The Forbidden Trilogy (The Forbidden Trilogy #1-3)

'Sam! Sam! Where are you?'

"I'm here, at the clinic. I got sick. You feel so close. I want to be near you, in person, not just as a thought."

'Me too. Someday soon, I promise.'

I started following the sound of his thoughts, wandering through the halls, but the secure-password/scan-protected door stopped me short. Only certain staff members had clearance into that section of the Clinic.

But he was in there.

If anyone found out about this, I would be in trouble. But how would they know? They couldn't read my mind. Or could they? I put my hand on the forbidden door, trying to get closer to him. I needed to see him, to touch him and feel him.

'You shouldn't put yourself at risk. Don't get caught.'

"I just need to find you. Maybe I can get the drugs out of your system, and you can escape."

'Not without you. I'd never leave you here.'

My body melted against the door. I would have given anything in that moment to have Luke's powers. I could just walk through everything that stood between me and Drake.

"Sam, what are you doing here?" Dr. Sato stood behind me, fists on slight hips, glaring at me.

"I don't know. I'm sorry. I started feeling dizzy and got disoriented. I was just looking for a place to sit down." A simple lie made possible by a lifetime of acting.

Her composure softened. "You should have waited for the guard to escort you back to your room. Maybe you stay here is better."

She helped me up and guided me to her office. I sat down on her love seat, fighting waves of nausea but trying to hide it.

"Here. Drink."

I took the juice and drank greedily. My energy surged as the sugar hit my system.

I sighed and set the empty cup on the coffee table in front of me. "I'm feeling better. You said it's just the flu, right? My fever broke. There's no reason I can't recover in the comfort of my room."

"Yes, okay, but come back if you feel dizzy or nauseous, or if any other odd symptoms persist."

"I will."

She picked up her phone, and a moment later, a guard—It's Gar!—came in with a wheelchair.

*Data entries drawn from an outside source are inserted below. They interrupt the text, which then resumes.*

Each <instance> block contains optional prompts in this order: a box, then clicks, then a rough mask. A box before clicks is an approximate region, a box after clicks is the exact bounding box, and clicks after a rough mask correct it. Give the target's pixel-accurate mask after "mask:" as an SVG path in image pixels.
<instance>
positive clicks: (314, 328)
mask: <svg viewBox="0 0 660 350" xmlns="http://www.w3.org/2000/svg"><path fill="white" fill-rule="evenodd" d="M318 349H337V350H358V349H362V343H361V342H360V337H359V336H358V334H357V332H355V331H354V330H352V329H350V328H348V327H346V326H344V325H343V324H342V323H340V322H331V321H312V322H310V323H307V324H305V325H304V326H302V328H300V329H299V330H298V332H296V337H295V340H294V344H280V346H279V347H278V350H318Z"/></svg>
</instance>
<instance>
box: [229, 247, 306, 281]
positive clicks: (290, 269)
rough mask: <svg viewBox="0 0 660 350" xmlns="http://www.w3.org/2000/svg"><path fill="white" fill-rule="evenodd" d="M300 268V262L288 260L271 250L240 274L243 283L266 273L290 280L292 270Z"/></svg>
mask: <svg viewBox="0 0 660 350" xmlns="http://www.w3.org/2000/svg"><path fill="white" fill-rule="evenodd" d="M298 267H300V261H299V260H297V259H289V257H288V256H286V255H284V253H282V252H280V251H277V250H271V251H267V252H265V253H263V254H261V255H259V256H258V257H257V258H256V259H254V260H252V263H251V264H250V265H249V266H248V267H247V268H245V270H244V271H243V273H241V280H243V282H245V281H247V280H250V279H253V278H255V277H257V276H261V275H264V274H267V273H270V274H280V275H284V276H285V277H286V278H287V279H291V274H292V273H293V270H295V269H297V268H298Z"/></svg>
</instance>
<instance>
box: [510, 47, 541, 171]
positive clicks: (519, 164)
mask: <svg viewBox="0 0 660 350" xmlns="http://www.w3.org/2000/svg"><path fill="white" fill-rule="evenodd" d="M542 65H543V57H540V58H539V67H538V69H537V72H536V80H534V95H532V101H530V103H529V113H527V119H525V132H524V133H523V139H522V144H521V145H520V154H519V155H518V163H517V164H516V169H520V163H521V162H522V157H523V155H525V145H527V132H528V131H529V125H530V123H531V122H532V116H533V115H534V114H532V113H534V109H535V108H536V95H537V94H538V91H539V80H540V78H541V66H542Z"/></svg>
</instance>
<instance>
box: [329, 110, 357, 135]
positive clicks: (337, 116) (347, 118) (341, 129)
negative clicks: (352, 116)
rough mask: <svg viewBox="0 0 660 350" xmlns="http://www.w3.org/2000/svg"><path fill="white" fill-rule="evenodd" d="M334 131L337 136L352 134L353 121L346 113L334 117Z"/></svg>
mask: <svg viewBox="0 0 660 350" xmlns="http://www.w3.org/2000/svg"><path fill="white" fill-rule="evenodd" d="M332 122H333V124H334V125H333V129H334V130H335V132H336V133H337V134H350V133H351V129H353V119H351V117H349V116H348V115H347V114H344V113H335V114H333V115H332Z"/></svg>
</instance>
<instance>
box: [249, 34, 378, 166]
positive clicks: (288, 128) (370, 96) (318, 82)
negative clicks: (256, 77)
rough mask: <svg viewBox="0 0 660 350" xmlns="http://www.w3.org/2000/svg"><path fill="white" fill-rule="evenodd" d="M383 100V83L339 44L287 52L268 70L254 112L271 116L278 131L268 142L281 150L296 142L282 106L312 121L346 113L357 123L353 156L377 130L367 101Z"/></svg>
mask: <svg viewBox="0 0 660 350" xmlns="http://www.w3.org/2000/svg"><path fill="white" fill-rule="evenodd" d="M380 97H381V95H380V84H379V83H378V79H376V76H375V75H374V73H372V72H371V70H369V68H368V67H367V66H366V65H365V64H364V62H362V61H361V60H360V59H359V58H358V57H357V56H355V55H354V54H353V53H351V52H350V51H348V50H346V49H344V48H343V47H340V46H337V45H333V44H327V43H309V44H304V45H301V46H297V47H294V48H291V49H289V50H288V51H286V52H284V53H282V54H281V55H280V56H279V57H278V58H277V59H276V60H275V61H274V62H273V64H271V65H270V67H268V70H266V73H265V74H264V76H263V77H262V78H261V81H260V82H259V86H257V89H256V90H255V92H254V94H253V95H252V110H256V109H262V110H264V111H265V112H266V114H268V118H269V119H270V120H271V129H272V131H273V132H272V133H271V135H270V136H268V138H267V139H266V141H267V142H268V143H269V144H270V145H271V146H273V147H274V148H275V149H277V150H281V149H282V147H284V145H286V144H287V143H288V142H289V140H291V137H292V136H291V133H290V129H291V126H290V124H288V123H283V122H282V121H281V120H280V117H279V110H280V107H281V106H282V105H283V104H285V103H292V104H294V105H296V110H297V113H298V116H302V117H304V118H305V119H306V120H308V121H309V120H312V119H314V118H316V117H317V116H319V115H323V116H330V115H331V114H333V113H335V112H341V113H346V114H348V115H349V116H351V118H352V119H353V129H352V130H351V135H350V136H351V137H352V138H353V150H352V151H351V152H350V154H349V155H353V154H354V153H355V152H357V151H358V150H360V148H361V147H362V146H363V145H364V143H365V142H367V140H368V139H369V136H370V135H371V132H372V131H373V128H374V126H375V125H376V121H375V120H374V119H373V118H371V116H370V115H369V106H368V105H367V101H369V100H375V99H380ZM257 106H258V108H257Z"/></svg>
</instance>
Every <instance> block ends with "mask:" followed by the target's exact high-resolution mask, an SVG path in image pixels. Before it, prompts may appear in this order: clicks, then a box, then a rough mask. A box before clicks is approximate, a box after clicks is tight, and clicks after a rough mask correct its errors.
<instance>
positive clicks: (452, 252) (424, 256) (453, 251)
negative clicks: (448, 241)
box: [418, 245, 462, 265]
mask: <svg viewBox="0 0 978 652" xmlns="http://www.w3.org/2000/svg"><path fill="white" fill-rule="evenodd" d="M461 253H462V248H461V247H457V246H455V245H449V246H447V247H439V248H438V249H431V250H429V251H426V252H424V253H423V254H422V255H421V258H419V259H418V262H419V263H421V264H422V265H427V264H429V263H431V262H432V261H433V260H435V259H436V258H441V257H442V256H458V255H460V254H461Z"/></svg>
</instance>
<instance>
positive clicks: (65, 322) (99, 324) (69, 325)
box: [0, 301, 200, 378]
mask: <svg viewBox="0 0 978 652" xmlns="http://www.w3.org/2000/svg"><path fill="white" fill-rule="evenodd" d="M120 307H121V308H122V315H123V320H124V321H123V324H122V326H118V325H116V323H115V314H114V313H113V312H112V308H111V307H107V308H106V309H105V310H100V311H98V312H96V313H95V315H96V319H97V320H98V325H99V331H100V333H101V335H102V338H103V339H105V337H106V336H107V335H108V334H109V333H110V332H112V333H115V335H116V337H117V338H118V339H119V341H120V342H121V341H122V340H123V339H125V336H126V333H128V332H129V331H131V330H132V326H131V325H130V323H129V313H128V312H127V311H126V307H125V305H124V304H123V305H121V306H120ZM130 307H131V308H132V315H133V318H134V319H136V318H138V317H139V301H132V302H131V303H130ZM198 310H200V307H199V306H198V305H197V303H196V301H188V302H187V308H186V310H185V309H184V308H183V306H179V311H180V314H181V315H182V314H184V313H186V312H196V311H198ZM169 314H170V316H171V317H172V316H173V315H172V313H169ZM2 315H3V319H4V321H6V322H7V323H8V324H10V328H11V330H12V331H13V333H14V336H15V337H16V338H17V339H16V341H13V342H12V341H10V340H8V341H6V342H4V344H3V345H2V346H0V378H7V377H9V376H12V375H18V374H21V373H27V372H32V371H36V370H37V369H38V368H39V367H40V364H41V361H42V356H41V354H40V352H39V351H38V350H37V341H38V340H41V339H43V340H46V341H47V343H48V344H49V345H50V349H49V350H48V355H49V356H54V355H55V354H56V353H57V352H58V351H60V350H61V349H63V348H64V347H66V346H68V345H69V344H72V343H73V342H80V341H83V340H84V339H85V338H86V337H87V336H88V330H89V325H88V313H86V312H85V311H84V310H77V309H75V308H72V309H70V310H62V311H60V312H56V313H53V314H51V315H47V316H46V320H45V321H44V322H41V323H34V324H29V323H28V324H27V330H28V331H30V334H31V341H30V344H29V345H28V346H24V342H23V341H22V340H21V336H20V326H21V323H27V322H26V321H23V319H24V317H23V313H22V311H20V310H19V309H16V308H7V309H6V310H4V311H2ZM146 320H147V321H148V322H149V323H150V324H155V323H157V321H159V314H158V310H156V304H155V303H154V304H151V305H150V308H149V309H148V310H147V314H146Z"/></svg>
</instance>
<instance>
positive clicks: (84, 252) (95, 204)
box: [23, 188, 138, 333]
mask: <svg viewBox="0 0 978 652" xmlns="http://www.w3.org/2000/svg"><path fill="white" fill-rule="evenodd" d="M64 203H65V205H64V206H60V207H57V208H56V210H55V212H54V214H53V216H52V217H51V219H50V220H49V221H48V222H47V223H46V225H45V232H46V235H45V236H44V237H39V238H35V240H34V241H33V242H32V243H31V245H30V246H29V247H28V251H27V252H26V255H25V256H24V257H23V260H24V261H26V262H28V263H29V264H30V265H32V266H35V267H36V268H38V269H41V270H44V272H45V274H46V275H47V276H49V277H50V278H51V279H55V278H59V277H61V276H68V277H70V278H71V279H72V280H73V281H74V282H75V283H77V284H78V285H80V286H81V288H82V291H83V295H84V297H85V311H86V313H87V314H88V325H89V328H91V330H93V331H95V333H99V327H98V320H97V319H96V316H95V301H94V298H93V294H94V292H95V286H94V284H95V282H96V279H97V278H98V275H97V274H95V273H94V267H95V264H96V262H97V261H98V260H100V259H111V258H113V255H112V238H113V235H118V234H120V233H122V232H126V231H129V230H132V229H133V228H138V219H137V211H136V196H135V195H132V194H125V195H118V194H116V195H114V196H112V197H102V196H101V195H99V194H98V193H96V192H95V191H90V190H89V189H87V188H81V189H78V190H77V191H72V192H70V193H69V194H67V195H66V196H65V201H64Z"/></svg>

I groaned, just wanting to get home, but I felt better knowing Gar would be my escort.

***

Once we made it past prying ears I twisted to look at him. "Did you get demoted? This hardly seems a fitting job for one of your skill."

He didn't make eye contact with me. He didn't so much as twitch his face, but his voice hit my mind with force.

'I'm just here to keep you safe. That's my job.'

I pried deeper into his mind and saw that he had developed a soft spot for me after our assignment. It looked like I had my own guardian angel.

He dropped me at my dorm, walked me to my room, and then left without saying another word.

I dressed in my flannel pajamas and crawled into bed before I tried contacting Drake again.

On the one hand, a constant telepathic connection with him created a deep emotional intimacy. On the other hand, I needed him to be real and tangible, not just a voice.

"Drake, can you hear me?"

'Yes, what happened?'

I told him about my new friend and the trip back to my room. "Want to see something?"

'Sure.'

I'd been able to project the image of my painting to him; maybe I could do the same now. My tidy room, my closet with the door hanging open, the oak dresser and matching desk, a MacBook sitting on top of it—I imagined my mind as a computer, sending every captured image via email.

"Can you see what I'm showing you?" I didn't expect it to work. Vomiting and fevers didn't put me at my strongest.

'Is that your bedroom?'

"Yes!"

'It's nice. Cozy. Are those pictures of your friends on the wall?'

"Lucy and Luke, yes. And some other kids from class field trips."

'You're very pretty.'

"Thank you."

'Have you had a happy life here?'

Given his childhood memories, I could understand his curiosity. As bad as things had become, my life had been pretty good by comparison.

"That's tricky to answer. It's hard to miss what you never had, but when I read books, see TV shows or visit other families, I wonder what my life would have been like raised in a family. I guess I've always done my job knowing that when I turn eighteen, I'll be free to do what I want. I now have enough control not to put myself or others at risk. When I feel your visions, I know that my life has been pretty good compared to what you've endured."

'Your birthday's coming up, Sam. We need to talk about what happens next.'

I didn't know. So much had happened that I hadn't really given thought to my birthday and my release. College waited for me on the other side of this life, didn't it? Sarah Lawrence and freedom. But I knew—in the stillness of my heart I knew—it was all a dream of mist and vapors. It had never been real.